On hearing veteran comic Derek Edwards’ advice (“Stay tense!”) Kitch reports there is value in not feeling complacent.

“Just when you think you’re getting it figured out you realize that you don’t have it figured out and you kind of go through another learning process.”

Kitch said the biggest change in his style since he dove into standup was his shift away from one-liners towards a more conversational storyteller approach.

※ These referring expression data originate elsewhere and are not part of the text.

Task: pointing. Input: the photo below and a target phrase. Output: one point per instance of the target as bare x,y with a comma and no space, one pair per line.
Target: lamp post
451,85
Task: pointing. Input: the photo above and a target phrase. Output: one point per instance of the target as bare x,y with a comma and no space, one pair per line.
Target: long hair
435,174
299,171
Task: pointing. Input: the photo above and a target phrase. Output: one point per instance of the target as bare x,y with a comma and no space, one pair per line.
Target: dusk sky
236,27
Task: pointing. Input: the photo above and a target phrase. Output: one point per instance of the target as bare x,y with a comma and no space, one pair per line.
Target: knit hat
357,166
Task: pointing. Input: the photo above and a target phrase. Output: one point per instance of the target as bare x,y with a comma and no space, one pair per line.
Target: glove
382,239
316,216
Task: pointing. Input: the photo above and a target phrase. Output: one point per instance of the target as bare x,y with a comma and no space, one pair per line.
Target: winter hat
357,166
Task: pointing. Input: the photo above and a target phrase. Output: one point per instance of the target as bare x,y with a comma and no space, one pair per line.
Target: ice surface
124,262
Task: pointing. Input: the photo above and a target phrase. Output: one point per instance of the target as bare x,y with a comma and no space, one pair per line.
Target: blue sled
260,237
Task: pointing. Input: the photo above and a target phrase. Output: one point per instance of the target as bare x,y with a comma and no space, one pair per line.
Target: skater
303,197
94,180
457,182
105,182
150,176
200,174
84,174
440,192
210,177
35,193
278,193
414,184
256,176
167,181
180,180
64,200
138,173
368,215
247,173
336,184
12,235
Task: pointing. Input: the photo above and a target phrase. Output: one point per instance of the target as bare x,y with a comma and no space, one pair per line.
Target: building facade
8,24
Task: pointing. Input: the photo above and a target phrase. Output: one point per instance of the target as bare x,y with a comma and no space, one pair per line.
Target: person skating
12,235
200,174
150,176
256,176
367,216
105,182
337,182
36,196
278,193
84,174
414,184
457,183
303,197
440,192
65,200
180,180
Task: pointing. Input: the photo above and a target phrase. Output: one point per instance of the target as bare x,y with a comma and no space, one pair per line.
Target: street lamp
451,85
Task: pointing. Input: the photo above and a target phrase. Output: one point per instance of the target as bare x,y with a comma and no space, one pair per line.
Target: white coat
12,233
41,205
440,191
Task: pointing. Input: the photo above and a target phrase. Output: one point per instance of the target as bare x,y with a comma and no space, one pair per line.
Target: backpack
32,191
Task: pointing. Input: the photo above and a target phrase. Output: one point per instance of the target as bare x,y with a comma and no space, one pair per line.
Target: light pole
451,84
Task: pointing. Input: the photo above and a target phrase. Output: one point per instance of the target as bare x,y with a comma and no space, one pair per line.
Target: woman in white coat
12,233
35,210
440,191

“When I first started doing comedy I did a lot of one liners,” Kitch said. “It was comfortable for me. I was still trying to get comfortable on stage, let alone communicate a real idea or a real experience that I had. I just kind of fell into these one-liner jokes that I still enjoy today but they weren’t really telling a true story of myself. I got to a point where I realized I don’t think that’s who I am and I switched.”

Kitch cites comedians such as Mitch Hedberg, Steven Wright, George Carlin and especially Robin Williams as favourites, but notes that while he’s a fan he’s not out to emulate anyone.

“I’m just trying to take experiences I’ve had in my own life and make them relatable, try to communicate them to people in a funny way. I don’t have any grand philosophical ideas about what comedy is, it’s just a conversation between me and the audience and trying to find a common ground, trying to have a laugh.”